ON April 1, in the pages of this newspaper, I wrote about Habib Zaidi, Adil El Tayar and Amged El-Harwani, the first three doctors to die in this country as a result of Covid-19. In that column, which noted their bravery and service, as well as the opprobrium often faced by non-white immigrants to the UK, I noted that “the fact that all three of the first doctors to have died from Covid-19 were all immigrants to this country is of course a random coincidence.” As it turns out I was quite wrong.

Just over a week later – by April 9 – a trend had developed. The first ten doctors in the UK who had died from the virus were all from BAME (Black and Minority Ethnic) backgrounds whilst 50 per cent of the nurses who had died were non-white.

At first questions focused on statistical links, noting the over-representation of BAME staff in the NHS, where they comprise 44 per cent of medical staff compared, whilst only constituting 13 per cent of the population of England and Wales. Independent research into those being admitted into intensive care created an even more worrying picture. On April 10, the Intensive Care National Audit and Research Centre found of the first 5,000 Covid-19 patients, 35 per cent of those in critical care were from an ethnic minority.

On April 18, at the Government’s daily press briefing, the Communities Secretary Robert Jenrick conceded that “there does appear to be a disproportionate impact of the virus on BAME communities in the UK” as he confirmed that the number of BAME patients who were critically ill with Covid-19 remained at 35 per cent and of the 51 healthcare workers to have died, 75 per cent were from BAME backgrounds. On the same day the chief medical officer commissioned work to further understand the issue.

Yet whilst this work has been commissioned, and a panel of experts appointed, there is no timeline as to when it will report. Whilst that work continues people continue to die. On Monday of this week Manjeet Singh Ryat, the UK’s first Sikh A&E consultant, died aged 52 at the Royal Derby Hospital where he worked. As of Monday, every one of the 15 NHS doctors reported to have died from Covid-19 so far is from an ethnic minority. Two thirds of all medical staff who have died are from an ethnic minority. One third of all of those in critical care are from an ethnic minority.
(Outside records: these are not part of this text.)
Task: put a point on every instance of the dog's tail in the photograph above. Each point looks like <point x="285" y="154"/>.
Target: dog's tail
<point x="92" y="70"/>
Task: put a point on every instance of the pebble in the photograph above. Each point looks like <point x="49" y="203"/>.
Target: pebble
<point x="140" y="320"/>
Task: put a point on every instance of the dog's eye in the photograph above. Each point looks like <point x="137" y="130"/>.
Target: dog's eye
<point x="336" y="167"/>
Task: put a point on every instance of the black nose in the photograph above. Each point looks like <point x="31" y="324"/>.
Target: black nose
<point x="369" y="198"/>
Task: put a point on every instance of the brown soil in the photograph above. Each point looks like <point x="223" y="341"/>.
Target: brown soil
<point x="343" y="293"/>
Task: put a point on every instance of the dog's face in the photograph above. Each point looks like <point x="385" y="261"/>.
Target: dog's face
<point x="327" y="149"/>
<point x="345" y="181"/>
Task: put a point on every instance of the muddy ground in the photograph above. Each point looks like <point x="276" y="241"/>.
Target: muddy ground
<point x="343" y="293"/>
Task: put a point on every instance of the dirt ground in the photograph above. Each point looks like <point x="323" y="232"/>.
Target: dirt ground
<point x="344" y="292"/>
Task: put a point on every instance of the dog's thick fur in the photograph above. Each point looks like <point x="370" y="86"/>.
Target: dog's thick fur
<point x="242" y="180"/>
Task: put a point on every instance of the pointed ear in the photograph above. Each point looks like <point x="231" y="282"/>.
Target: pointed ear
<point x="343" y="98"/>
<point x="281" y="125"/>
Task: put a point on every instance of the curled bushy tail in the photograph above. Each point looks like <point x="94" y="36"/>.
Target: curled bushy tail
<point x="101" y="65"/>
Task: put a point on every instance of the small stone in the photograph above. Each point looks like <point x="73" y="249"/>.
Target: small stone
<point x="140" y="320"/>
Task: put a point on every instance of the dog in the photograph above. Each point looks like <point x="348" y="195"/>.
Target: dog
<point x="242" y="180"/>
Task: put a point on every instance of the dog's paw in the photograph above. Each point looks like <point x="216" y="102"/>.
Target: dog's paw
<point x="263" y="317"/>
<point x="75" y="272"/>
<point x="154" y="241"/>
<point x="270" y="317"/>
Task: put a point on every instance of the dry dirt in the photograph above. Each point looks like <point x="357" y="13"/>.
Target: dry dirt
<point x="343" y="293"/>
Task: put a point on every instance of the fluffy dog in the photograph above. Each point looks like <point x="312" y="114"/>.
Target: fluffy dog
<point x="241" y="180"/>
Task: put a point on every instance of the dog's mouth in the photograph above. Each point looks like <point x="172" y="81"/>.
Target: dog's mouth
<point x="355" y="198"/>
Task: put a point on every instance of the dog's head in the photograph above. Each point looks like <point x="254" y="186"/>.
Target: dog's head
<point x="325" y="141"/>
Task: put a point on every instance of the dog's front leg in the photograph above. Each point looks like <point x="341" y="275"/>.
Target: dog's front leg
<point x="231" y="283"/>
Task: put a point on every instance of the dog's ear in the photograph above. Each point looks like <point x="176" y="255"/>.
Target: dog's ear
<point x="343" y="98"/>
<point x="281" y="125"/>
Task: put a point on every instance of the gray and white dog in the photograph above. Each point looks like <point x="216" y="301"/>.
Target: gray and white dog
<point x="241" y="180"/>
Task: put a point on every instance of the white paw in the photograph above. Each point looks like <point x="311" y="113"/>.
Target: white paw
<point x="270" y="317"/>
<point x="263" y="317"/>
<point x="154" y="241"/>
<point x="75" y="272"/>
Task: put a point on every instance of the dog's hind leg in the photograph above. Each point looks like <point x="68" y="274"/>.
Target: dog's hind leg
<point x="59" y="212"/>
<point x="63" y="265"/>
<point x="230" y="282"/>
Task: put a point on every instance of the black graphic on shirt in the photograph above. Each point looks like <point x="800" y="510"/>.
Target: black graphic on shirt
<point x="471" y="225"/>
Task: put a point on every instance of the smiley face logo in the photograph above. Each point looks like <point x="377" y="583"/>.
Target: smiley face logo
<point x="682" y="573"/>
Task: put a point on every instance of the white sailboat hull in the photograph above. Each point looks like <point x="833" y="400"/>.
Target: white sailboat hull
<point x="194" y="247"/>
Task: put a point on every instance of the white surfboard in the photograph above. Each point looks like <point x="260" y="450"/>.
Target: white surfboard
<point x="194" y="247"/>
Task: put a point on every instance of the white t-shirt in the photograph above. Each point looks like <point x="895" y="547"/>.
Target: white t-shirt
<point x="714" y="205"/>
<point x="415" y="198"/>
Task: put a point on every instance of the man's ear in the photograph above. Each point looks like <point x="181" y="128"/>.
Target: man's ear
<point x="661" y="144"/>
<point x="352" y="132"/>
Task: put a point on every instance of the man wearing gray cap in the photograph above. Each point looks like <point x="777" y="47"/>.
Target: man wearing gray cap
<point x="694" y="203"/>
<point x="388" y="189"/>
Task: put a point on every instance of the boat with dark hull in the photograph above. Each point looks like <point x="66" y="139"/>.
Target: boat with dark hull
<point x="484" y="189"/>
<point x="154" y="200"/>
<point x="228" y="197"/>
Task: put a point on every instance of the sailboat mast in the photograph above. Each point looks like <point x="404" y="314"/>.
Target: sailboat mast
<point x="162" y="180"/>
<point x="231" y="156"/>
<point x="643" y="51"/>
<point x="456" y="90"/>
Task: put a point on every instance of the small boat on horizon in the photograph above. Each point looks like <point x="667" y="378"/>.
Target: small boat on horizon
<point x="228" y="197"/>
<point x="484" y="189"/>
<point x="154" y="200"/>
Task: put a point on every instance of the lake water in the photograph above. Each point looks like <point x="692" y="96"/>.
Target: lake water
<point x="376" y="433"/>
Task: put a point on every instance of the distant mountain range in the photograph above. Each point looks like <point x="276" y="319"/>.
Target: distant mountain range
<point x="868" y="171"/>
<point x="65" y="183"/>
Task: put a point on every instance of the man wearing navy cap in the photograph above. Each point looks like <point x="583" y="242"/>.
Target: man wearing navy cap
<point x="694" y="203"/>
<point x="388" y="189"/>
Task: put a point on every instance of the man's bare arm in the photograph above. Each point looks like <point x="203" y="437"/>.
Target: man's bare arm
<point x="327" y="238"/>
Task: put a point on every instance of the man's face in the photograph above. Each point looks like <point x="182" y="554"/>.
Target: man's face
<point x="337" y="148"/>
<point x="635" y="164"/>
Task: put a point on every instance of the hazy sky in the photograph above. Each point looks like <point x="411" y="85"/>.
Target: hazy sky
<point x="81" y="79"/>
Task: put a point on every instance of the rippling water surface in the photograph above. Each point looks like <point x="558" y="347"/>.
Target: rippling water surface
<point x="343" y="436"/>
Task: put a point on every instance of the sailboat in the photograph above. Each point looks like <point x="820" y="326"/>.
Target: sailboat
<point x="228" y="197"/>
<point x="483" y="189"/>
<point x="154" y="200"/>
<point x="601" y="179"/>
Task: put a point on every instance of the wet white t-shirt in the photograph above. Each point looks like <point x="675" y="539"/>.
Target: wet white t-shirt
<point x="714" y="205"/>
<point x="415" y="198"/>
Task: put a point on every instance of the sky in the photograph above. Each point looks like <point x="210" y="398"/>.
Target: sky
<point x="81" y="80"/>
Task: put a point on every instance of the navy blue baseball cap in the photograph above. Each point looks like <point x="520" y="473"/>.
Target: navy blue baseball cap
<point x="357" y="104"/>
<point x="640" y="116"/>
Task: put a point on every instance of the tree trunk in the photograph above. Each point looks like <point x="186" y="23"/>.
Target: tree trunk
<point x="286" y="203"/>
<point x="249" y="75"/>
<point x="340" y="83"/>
It has been said of the coronavirus that it does not discriminate and everyone from hospital porter to prime ministers are susceptible. But the backgrounds and ethnicities of those NHS staff who are dying suggests something else. We do not yet know if this is true of the population as a whole. The main reason for this is that the Government has not instructed hospitals to record the ethnicity of those who have died, a situation which the chair of the British Medical Association described as a “scandal which is endangering lives” and “morally wrong”.

The time has come to end that scandal and to start to protect all of those who work in the NHS and to save all lives and not just some.